Budi Arista Romadhoni
Jum'at, 07 Agustus 2026 | 14:15 WIB
Dewan Pembina Gerakan Solusi Indonesia (GSI) Prof. Dr. Pujiyono Suwadi bersama sejumlah pembicara pada acara acara Sharing Inspiratif Bareng Anak Muda yang digelar GSI, PT Pertamina (Persero), Pemkab Pati dan Bank Jateng Cabang Koordinator Pati, pada Kamis (6/8/2026). [Istimewa]
Baca 10 detik
  • Prof Pujiyono Suwadi mengajak generasi muda mencintai kekayaan alam Indonesia dalam forum diskusi di Pati pada Kamis (6/8/2026).
  • Dr Andina Elok Puri Maharani mengingatkan pentingnya menyaring informasi dan menjaga etika saat menggunakan media sosial secara bijak.
  • Plt Bupati Pati Risma Ardhi Candra menyatakan Kabupaten Pati memiliki potensi besar yang siap dikembangkan oleh inovasi anak muda.

‎Pandangan tersebut diperkuat Pakar Hukum Tata Negara Universitas Sebelas Maret (UNS), Dr. Andina Elok Puri Maharani.

‎Menurut Andina, kemajuan teknologi memberikan banyak kemudahan bagi generasi muda untuk belajar dan memperoleh informasi. Namun, kemudahan tersebut juga harus diimbangi dengan kemampuan memilah informasi yang benar.

‎"Algoritma media sosial itu mempengaruhi cara berpikir kita. Karena itu setiap informasi perlu dicek kembali agar kita tidak mudah percaya pada sesuatu yang belum tentu benar," ujar Andina.

‎Ia juga mengingatkan pentingnya menjaga etika saat menggunakan media sosial karena setiap aktivitas di ruang digital akan menjadi rekam jejak yang dapat dilihat kembali di masa depan.

‎"Dunia digital tidak pernah benar-benar hilang.
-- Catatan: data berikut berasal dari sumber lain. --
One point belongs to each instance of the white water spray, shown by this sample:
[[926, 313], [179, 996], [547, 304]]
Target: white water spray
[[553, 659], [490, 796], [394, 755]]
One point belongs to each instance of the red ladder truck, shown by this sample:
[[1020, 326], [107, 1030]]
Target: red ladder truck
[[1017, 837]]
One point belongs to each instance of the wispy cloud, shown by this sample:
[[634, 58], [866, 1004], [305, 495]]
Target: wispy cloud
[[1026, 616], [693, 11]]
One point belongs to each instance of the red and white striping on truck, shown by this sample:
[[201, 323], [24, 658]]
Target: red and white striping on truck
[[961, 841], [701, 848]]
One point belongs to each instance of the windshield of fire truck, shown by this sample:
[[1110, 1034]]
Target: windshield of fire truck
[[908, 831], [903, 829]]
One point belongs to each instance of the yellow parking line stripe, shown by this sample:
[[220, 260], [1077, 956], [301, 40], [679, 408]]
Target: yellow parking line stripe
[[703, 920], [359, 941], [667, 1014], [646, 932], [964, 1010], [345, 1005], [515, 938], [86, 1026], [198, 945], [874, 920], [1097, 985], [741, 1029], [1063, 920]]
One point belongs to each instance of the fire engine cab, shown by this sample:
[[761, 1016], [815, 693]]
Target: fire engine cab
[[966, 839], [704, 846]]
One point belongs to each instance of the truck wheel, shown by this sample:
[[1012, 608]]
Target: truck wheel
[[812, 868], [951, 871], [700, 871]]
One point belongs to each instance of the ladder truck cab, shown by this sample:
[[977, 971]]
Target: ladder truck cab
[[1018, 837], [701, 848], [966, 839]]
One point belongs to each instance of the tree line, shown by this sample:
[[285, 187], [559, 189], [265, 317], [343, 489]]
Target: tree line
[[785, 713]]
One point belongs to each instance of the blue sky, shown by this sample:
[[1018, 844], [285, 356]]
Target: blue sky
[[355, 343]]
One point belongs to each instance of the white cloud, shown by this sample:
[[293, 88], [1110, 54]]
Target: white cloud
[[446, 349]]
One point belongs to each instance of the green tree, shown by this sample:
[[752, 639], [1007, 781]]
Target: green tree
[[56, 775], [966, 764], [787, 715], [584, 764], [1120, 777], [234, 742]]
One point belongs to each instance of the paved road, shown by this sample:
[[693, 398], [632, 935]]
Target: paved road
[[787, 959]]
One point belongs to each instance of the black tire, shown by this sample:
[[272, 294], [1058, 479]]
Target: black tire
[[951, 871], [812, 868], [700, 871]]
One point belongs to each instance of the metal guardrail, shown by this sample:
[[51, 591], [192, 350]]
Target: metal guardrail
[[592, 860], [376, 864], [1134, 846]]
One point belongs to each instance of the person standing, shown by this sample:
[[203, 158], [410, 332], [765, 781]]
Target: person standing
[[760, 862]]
Maka ukirlah rekam jejak yang baik sejak sekarang," katanya.

‎Selain aktif di ruang digital, Andina berharap generasi muda juga mengenal potensi daerahnya sendiri dan memanfaatkan ilmu yang diperoleh untuk memberikan manfaat bagi masyarakat.

‎Andina menambahkan, perkembangan teknologi digital seharusnya tidak hanya dimanfaatkan sebagai sarana berkomunikasi, tetapi juga menjadi ruang untuk memperluas wawasan, membangun jejaring, dan mengembangkan kreativitas.

‎Menurutnya, berbagai platform digital saat ini membuka peluang bagi generasi muda untuk belajar berbagai keterampilan baru, mempromosikan potensi daerah, hingga menghasilkan karya yang bermanfaat bagi masyarakat.

‎"Teknologi itu akan sangat bermanfaat kalau digunakan untuk hal-hal yang positif. Gunakan media digital untuk belajar, berdiskusi, dan menunjukkan karya-karya terbaik kita, bukan justru untuk menyebarkan hal-hal yang tidak bermanfaat," ujar Andina.

Baca Juga: Wali Santri Desak Ponpes Ndholo Kusumo Dibuka Kembali, Kemenag Tegaskan Izin Pondok Tetap Dicabut

‎Ia juga mengajak generasi muda memanfaatkan kesempatan menempuh pendidikan sebagai bekal membangun daerah asalnya. Menurutnya, Indonesia memiliki sumber daya alam dan sumber daya manusia yang melimpah sehingga membutuhkan generasi yang berintegritas, memiliki wawasan luas, serta mampu berkolaborasi menghadapi berbagai tantangan di masa depan.

‎"Kita memiliki banyak potensi yang bisa dikembangkan. Karena itu manfaatkan kesempatan belajar sebaik mungkin, tingkatkan kualitas diri, lalu kembalilah memberikan kontribusi bagi masyarakat dan daerah tempat kita berasal," kata Andina.

Inovasi Anak Muda untuk Perkembangan Daerah

‎Sementara itu, Plt Bupati Pati Risma Ardhi Candra mengatakan Kabupaten Pati memiliki banyak potensi yang dapat dikembangkan oleh generasi muda.

‎Menurutnya, selain dikenal sebagai daerah pertanian, Pati juga memiliki sektor perikanan, kelautan, hingga produksi garam yang menjadi salah satu yang terbesar di Indonesia.

‎"Pati memiliki potensi yang luar biasa. Tinggal bagaimana anak-anak muda mau berinovasi dan memanfaatkan peluang yang ada," ujar Risma Ardhi Candra.